We clearly demonstrated the problem of specificity of the brain activity commonly recorded during the perception of painful stimuli in one fMRI brain scanning experiment conducted on a rare group of individuals who cannot feel pain. These individuals have a genetic abnormality of peripheral nerves sensing noxious stimuli, resulting in pain insensitivity through an impaired peripheral afferent input that leaves tactile percepts fully intact. This allowed complete experimental disambiguation of sensory responses and painful sensations. In response to identical noxious stimuli, we found that pain-free participants showed normal activation of brain regions commonly activated by painful stimuli in healthy controls.

Given that, as described in the previous section, brain responses elicited by short lasting stimuli largely reflect the unspecific detection of novel salient events, to identify pain-specific neural activities we devised two different approaches.

A first approach consists in recording brain activity in response to painful and non-painful stimuli that are precisely matched with respect to their novelty and saliency content, to test whether pain-selective information can be isolated in the fMRI responses elicited by painful stimuli. We analysed the data with an approach (called multivariate pattern analysis) that is more sensitive than conventional univariate approaches in detecting differences across conditions in the fMRI signals. In two independent experiments, we observed that multivariate pattern analysis can isolate neural features that allow distinguishing the responses triggered (1) by saliency-matched painful vs. non-painful stimuli, and (2) by high vs. low saliency stimuli independently of whether they elicit pain. These results indicate that the neural activity within the so-called “pain matrix” reflects both the quality and the saliency content of the eliciting stimuli, highlighting the functional heterogeneity of this brain response. Importantly, the neural features distinguishing the painful quality of the percept and the saliency content are spatially distributed and cannot be ascribed to a specific brain structure.

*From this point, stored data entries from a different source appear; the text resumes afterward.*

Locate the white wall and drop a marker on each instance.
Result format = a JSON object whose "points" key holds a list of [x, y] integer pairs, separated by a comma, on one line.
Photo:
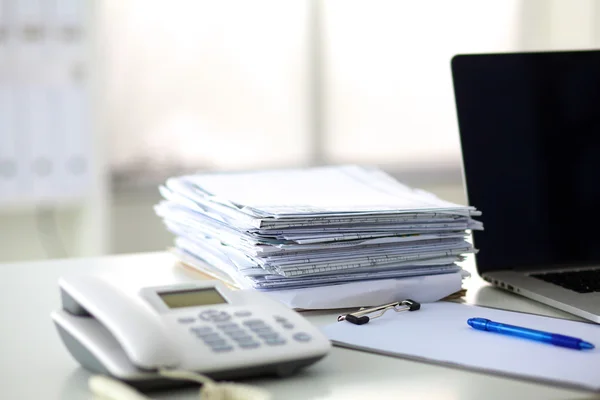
{"points": [[353, 80]]}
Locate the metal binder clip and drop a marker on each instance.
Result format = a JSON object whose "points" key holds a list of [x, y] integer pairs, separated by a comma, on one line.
{"points": [[359, 317]]}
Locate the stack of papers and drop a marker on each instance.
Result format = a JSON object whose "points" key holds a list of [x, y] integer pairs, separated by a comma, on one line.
{"points": [[300, 228]]}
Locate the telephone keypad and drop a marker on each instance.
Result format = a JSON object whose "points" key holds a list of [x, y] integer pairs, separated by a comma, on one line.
{"points": [[224, 335]]}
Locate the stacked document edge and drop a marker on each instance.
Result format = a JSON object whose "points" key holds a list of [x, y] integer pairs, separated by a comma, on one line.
{"points": [[299, 228]]}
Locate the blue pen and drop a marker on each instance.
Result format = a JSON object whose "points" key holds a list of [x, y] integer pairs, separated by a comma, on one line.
{"points": [[483, 324]]}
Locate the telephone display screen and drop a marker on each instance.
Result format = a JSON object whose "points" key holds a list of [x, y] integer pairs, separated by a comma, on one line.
{"points": [[192, 298]]}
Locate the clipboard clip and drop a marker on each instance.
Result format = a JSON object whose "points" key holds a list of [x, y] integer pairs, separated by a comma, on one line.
{"points": [[360, 317]]}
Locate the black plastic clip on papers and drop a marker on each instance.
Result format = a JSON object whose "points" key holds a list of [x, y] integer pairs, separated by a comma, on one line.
{"points": [[360, 317]]}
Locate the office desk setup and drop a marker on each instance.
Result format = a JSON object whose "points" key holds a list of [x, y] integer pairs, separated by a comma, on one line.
{"points": [[36, 365]]}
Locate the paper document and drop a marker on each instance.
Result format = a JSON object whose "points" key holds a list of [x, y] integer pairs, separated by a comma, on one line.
{"points": [[300, 229], [439, 333]]}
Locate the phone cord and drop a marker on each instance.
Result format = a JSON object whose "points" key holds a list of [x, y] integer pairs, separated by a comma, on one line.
{"points": [[105, 388]]}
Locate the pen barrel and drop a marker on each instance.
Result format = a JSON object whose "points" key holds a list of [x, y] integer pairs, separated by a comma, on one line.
{"points": [[532, 334], [565, 341]]}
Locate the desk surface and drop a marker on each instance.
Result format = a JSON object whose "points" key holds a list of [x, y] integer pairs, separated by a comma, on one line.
{"points": [[35, 365]]}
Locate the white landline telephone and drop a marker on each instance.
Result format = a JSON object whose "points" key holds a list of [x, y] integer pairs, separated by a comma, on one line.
{"points": [[197, 326]]}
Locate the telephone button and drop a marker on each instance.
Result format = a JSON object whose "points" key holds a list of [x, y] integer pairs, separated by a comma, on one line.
{"points": [[275, 341], [214, 316], [202, 330], [237, 334], [302, 337], [267, 336], [209, 336], [262, 330], [222, 349], [245, 339], [249, 345], [230, 326], [221, 317], [242, 313], [252, 323]]}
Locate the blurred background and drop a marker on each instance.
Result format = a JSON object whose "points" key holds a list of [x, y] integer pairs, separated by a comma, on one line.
{"points": [[101, 101]]}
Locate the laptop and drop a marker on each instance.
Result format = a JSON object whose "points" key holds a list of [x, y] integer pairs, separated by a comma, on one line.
{"points": [[529, 128]]}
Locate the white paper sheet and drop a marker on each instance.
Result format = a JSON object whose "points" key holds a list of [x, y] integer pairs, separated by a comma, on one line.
{"points": [[439, 333], [423, 289]]}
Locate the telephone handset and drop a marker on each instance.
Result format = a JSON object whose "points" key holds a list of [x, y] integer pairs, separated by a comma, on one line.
{"points": [[129, 332]]}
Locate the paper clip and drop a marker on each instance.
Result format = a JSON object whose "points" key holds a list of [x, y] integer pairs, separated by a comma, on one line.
{"points": [[360, 318]]}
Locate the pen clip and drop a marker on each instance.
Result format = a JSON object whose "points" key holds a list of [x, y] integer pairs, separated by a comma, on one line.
{"points": [[361, 316]]}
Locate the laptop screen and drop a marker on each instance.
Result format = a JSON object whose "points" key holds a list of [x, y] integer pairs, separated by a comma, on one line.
{"points": [[530, 135]]}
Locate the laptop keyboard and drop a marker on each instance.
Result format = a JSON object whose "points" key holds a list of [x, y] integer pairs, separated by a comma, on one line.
{"points": [[585, 281]]}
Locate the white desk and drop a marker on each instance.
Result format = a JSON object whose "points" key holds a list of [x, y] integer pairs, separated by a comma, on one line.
{"points": [[35, 365]]}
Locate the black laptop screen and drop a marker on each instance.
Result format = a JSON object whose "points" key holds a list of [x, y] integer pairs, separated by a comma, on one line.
{"points": [[530, 135]]}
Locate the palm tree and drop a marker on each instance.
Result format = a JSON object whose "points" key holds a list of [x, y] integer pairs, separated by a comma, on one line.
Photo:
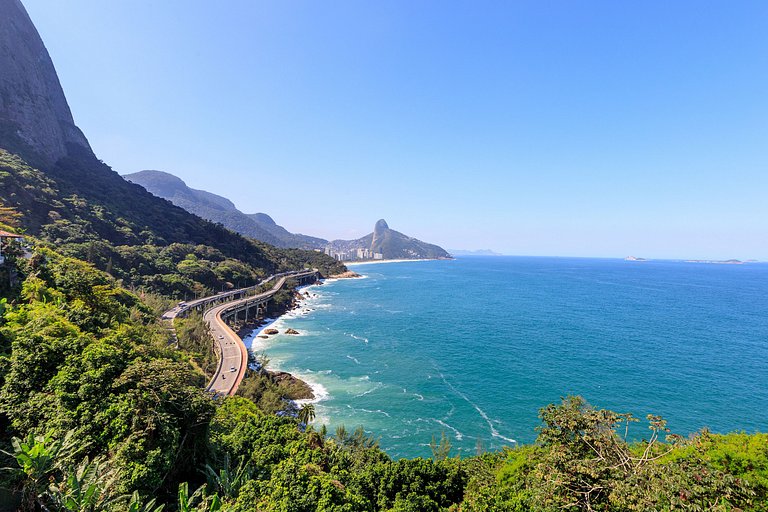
{"points": [[307, 413]]}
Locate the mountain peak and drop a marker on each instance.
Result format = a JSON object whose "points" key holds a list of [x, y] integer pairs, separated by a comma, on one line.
{"points": [[34, 114]]}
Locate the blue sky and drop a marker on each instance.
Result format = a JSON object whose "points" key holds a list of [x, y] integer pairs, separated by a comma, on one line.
{"points": [[528, 127]]}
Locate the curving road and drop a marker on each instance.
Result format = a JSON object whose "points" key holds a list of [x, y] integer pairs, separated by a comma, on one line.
{"points": [[233, 355]]}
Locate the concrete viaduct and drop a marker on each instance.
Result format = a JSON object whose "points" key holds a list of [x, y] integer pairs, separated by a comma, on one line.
{"points": [[220, 310]]}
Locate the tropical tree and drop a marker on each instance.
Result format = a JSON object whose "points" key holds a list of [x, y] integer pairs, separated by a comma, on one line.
{"points": [[307, 413]]}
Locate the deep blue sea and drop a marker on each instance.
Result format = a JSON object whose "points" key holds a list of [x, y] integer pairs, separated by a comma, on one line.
{"points": [[476, 346]]}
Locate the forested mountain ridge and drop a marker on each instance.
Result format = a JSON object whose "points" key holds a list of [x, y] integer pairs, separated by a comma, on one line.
{"points": [[221, 210], [100, 411], [391, 245]]}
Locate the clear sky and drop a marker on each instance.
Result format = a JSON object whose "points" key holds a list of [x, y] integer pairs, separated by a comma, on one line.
{"points": [[573, 128]]}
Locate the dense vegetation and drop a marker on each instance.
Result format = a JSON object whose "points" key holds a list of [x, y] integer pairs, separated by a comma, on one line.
{"points": [[83, 209], [104, 411]]}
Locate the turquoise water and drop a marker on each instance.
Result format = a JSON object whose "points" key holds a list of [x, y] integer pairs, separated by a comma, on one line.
{"points": [[474, 347]]}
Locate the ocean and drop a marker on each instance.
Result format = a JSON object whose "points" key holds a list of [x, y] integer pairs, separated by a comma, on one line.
{"points": [[474, 347]]}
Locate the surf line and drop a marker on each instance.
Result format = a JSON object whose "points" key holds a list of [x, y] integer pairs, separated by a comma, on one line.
{"points": [[494, 432]]}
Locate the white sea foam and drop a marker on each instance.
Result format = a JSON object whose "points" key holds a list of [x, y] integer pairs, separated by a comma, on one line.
{"points": [[458, 435], [494, 432], [321, 392], [369, 391], [359, 338]]}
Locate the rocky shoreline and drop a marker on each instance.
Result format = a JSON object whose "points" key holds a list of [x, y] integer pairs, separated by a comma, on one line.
{"points": [[300, 390]]}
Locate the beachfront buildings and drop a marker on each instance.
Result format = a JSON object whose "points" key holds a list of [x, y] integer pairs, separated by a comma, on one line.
{"points": [[358, 254]]}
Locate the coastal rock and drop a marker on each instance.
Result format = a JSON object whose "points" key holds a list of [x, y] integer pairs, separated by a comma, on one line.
{"points": [[346, 275], [296, 388]]}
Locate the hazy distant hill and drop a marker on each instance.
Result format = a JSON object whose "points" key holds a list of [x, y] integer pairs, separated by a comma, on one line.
{"points": [[391, 244], [67, 197], [220, 209]]}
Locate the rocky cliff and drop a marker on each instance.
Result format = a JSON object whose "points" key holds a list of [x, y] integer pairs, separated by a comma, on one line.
{"points": [[35, 119], [391, 244], [220, 209]]}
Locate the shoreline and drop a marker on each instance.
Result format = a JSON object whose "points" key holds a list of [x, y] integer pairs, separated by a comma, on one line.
{"points": [[256, 332], [379, 262]]}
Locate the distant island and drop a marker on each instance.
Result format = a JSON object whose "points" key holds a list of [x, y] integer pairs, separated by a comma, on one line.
{"points": [[719, 262]]}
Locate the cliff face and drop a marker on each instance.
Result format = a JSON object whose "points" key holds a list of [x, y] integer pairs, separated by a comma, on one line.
{"points": [[391, 244], [220, 209], [34, 115]]}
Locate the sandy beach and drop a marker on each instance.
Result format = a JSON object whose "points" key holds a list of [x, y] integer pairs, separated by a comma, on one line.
{"points": [[377, 262]]}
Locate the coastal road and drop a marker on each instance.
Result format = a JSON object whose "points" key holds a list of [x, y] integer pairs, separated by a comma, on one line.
{"points": [[233, 355]]}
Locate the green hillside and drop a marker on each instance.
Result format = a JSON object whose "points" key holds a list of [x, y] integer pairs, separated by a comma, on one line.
{"points": [[84, 209], [99, 412]]}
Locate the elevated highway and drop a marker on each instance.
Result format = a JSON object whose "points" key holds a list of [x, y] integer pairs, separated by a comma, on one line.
{"points": [[233, 305]]}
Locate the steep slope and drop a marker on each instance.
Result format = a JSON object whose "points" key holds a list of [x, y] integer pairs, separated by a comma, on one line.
{"points": [[204, 204], [69, 198], [34, 115], [221, 210], [391, 244]]}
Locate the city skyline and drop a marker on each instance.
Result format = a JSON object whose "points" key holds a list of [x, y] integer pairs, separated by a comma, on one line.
{"points": [[590, 130]]}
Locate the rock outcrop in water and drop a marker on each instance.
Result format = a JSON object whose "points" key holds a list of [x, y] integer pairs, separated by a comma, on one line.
{"points": [[35, 119]]}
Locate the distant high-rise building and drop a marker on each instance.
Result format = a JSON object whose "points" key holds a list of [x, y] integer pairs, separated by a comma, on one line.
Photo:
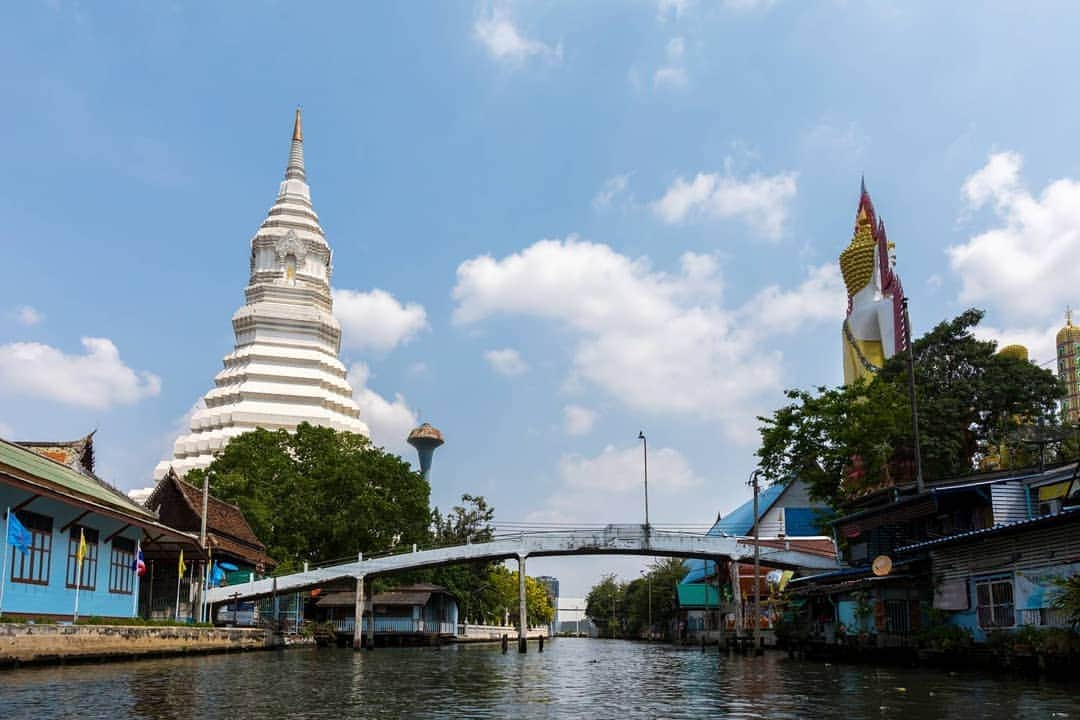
{"points": [[551, 585], [1068, 368], [284, 368], [426, 438]]}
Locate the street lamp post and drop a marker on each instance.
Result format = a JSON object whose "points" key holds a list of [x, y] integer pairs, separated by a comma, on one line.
{"points": [[645, 454], [757, 564]]}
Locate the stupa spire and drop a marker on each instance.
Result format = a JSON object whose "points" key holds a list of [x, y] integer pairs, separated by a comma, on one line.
{"points": [[295, 168]]}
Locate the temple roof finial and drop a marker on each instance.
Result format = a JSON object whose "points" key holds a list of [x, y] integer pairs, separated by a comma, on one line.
{"points": [[295, 168]]}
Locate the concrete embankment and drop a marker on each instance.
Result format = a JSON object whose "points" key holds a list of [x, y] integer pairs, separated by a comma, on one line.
{"points": [[41, 644]]}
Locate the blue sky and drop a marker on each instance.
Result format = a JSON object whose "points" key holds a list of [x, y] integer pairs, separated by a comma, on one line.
{"points": [[584, 218]]}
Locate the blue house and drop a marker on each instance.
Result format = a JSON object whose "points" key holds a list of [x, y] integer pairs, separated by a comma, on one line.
{"points": [[980, 553], [418, 611], [52, 490], [783, 511]]}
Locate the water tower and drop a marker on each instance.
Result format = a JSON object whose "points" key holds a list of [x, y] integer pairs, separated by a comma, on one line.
{"points": [[426, 438]]}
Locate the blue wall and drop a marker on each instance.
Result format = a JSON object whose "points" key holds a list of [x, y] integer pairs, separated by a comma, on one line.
{"points": [[56, 598]]}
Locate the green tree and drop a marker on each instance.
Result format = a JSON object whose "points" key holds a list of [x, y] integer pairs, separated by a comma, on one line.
{"points": [[605, 606], [842, 440], [471, 583], [659, 583], [502, 596], [321, 494], [1067, 598]]}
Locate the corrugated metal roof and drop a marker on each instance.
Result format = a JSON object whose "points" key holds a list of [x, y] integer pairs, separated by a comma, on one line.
{"points": [[1072, 514], [71, 480], [740, 521], [698, 596]]}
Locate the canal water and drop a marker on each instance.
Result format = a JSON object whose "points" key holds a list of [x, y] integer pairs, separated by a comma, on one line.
{"points": [[572, 678]]}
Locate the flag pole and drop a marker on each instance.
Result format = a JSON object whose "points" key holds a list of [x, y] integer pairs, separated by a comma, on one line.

A second approach consists in the use of experimental paradigms in which painful percepts are obtained in response to slow-rising, tonic stimuli oscillating at very slow frequencies (e.g. 0.1 Hz), while the activity from the human brain and spinal cord is recorded with electrophysiology. This approach, which minimises the “polluting” effect of stimulus novelty on the recorded brain activity, has allowed us to identify a feature of brain activity (consisting in an increase of power and phase-locking at the same frequency of the stimulus) that are specifically related to painful percepts. Remarkably, the magnitude of this brain activity relates to the individual variability of pain ratings, and it is thus a promising candidate to reflect a true correlate of the brain activity giving rise to painful percepts, and it will be used to study the cortical activity underlying the perception of sustained pain in both healthy participants and patients with chronic pain. It is also important to highlight that slow fluctuations of painful percepts reflect more closely pain observed in chronic pain conditions.
The progress described in the previous paragraph (which is a non-exhaustive description of the several activities conducted by the PAINSTRAT team – see the detailed description of the 19 scientific publications in the project achievements section) is clearly beyond the state-of-the-art, given that the identification of the specific measures outlined earlier had not been achieved (e.g. the true neural entrainment of brain activity, specifically observed during slowly-oscillating painful percepts, or the identification of patterns of brain activity specifically related to painful percepts following the presentation of transient and saliency-matched noxious and non-noxious somatosensory stimuli). The activities of the PAINSTRAT team in the second half of the project are expected to consolidate these results, and test whether the identified features can be informative about the likelihood that an individual is more or less at risk of developing chronic pain.